By David Song, Contributing Writer

Ph.D students Alison L. Hill and Daniel I.S. Rosenbloom ’05 received a $100,000 “Phase I” grant for global health research from Grand Challenges Exploration, a program launched by the Bill & Melinda Gates Foundation to fund solutions to health issues in the developing world.

Hill and Rosenbloom, under the direction of Professor Martin Nowak in the University’s Program for Evolutionary Dynamics and in conjunction with other graduate students at Johns Hopkins Medical School, are working to develop a mechanism that can destroy dormant cells infected with Human immunodeficiency virus. This advancement would resolve the primary constraint of currently available anti-viral therapies: they can only attack viruses when they are replicating and cannot target “latent” or hidden viruses that are dormant in infected cells.

“The trouble is that latently infected cells look essentially like healthy cells, and no known mechanism is able to target and destroy them,” Rosenbloom said.

If a patient stops therapy, even temporarily, the virus can survive in these latent reservoirs and begin to replicate again, forcing patients to continue expensive drug therapy for the rest of their lives.

“Patients in developing nations may not even have access to this therapy,” Rosenbloom added. “A cure would eliminate the need for the current expensive treatment model.”

Hill and Rosenbloom have proposed gene therapy as a possible mechanism to deliver a “wake-up call” to latently infected cells, using an HIV-manufactured protein called Tat to trigger the cell out of dormancy and begin replication. This allows for current HIV drugs to target and hopefully eradicate the virus.
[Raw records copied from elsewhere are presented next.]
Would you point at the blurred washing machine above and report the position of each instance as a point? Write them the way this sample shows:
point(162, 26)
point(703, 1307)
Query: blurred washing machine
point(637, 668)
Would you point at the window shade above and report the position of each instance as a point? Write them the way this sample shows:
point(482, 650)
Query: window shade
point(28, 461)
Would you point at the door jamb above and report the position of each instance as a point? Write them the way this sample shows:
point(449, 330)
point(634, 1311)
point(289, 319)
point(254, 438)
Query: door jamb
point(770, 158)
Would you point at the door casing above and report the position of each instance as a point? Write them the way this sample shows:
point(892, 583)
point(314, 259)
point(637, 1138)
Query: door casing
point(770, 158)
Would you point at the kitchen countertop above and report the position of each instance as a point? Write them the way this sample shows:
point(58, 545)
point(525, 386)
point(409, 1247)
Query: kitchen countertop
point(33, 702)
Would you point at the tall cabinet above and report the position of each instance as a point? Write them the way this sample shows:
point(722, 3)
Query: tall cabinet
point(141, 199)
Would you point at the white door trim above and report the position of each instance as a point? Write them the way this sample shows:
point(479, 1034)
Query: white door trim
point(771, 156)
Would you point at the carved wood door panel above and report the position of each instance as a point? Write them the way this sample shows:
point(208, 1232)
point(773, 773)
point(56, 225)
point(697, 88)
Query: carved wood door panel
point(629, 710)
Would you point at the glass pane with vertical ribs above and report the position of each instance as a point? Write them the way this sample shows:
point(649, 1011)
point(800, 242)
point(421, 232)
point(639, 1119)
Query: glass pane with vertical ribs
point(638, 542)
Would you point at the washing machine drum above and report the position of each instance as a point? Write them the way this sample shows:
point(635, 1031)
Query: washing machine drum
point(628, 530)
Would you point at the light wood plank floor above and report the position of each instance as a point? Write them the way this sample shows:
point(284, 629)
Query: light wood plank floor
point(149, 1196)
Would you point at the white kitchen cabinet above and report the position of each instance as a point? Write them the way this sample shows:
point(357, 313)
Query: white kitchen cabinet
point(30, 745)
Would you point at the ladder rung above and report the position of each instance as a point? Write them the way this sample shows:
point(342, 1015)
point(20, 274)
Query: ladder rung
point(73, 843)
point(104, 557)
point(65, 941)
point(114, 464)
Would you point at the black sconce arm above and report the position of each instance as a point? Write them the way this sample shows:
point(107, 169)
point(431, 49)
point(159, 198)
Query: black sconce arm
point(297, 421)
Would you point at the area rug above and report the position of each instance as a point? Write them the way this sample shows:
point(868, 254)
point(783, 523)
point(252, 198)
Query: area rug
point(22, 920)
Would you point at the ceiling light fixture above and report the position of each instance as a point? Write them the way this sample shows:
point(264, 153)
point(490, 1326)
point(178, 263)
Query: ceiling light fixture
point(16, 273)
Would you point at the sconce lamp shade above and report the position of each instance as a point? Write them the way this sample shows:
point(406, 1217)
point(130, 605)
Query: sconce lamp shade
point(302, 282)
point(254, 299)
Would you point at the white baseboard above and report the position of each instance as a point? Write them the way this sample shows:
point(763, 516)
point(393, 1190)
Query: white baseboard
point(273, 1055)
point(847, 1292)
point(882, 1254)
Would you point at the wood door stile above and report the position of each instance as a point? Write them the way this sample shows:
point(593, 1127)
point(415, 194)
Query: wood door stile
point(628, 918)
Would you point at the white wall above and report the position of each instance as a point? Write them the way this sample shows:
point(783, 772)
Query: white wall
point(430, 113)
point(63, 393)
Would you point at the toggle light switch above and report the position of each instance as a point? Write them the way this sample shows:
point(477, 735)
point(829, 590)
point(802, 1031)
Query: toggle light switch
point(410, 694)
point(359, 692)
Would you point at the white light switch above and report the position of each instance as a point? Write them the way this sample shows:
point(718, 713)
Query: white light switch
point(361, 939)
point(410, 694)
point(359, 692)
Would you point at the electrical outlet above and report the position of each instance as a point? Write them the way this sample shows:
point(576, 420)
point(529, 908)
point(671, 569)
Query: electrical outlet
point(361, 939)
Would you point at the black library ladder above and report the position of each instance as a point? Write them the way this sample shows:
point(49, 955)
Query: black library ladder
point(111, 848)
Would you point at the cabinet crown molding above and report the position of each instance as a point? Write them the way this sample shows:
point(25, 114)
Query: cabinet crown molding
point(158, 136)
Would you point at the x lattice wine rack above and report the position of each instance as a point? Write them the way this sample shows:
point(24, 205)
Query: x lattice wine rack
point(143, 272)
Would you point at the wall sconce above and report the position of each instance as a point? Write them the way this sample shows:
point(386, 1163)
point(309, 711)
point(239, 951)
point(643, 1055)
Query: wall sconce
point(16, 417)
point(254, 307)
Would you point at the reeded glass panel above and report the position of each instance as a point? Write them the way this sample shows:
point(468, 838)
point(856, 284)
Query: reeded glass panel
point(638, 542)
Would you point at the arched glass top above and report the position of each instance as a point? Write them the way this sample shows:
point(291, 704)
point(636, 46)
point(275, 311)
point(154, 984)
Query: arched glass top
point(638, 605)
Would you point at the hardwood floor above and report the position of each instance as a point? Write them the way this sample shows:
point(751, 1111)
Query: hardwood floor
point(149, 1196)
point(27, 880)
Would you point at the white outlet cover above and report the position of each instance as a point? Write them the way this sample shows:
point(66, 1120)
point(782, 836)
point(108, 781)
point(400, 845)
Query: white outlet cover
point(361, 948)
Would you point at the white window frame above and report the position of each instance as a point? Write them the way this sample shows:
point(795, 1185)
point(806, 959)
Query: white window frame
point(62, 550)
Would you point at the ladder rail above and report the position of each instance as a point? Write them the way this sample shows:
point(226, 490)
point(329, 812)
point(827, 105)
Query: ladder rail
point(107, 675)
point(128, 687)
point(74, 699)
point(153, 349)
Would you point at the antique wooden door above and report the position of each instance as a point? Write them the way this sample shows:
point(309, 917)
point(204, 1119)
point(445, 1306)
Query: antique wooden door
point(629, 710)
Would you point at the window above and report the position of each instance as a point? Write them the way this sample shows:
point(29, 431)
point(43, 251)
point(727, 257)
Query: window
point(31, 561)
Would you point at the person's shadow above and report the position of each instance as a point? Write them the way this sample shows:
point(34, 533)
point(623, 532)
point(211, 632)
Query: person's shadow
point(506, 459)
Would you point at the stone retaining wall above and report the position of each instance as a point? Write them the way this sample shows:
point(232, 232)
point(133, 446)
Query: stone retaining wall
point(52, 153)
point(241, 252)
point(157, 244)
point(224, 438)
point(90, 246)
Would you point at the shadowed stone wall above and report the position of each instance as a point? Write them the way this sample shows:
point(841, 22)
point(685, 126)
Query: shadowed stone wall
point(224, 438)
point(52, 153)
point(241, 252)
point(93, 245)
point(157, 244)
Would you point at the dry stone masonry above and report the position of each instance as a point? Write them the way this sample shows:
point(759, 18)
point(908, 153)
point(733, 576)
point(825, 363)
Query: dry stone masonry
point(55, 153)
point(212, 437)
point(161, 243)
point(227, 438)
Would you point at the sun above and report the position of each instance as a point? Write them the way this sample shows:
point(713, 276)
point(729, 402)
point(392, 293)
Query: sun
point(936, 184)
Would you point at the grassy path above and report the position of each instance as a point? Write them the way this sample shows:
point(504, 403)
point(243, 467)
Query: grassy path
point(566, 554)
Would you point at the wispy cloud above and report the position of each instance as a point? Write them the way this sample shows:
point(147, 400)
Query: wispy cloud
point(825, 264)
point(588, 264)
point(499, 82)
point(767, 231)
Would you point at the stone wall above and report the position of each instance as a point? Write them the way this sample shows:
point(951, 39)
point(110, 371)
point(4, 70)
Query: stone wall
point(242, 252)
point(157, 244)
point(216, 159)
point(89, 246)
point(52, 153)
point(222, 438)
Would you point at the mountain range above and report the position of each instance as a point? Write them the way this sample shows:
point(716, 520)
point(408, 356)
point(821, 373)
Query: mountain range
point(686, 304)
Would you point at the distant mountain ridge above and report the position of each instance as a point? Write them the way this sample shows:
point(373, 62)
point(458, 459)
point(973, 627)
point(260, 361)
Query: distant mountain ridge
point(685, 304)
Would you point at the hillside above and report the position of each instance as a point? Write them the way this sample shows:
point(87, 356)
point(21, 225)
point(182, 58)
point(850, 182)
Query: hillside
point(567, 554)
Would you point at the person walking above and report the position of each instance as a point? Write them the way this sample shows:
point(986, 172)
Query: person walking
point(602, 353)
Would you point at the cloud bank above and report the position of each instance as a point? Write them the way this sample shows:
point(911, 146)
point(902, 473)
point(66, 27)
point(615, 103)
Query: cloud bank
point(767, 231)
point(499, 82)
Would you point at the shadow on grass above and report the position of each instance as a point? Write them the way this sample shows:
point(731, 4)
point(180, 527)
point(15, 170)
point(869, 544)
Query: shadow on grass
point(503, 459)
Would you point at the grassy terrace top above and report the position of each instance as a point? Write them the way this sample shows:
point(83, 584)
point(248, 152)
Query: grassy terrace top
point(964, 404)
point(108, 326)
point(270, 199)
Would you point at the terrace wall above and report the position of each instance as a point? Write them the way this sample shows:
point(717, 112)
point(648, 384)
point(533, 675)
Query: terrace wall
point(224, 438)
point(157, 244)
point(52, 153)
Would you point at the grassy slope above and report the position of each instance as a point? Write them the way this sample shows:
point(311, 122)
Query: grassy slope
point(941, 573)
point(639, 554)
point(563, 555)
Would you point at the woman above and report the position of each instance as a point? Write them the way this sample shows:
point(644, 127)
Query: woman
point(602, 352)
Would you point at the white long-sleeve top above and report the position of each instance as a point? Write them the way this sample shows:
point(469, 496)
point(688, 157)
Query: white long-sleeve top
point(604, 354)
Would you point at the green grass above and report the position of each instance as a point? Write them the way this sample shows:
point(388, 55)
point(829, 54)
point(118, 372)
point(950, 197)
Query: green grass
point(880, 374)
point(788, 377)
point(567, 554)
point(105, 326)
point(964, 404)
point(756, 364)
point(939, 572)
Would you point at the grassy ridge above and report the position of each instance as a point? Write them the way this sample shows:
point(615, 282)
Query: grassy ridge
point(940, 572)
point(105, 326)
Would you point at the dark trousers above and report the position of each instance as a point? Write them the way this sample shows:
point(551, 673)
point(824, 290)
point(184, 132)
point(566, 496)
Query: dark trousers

According to Hill, the nature of the treatment will pose unique challenges in its administration because it is reliant upon gene therapy, which has not previously been used as a form of therapy. Hill and Rosenbloom said that they hope that they will be able to demonstrate that their gene therapy vector can target and destroy latently infected cells in vitro by next year in order to support the possibility that there is a cure for the disease.

“Our goal is to eradicate all of the latently infected cells, not just 99 percent of them,” Rosenbloom said. Otherwise, he said, “Our approach will not be a complete cure, though it will nonetheless be an important step to achieving one.”

No matter the difficulty, he said it was a necessary undertaking.

“Even if a cure may not be a feasible goal at this point, our generation has a responsibility to more than 30 million living with HIV and nearly 2 million dying each year to at least try our best.”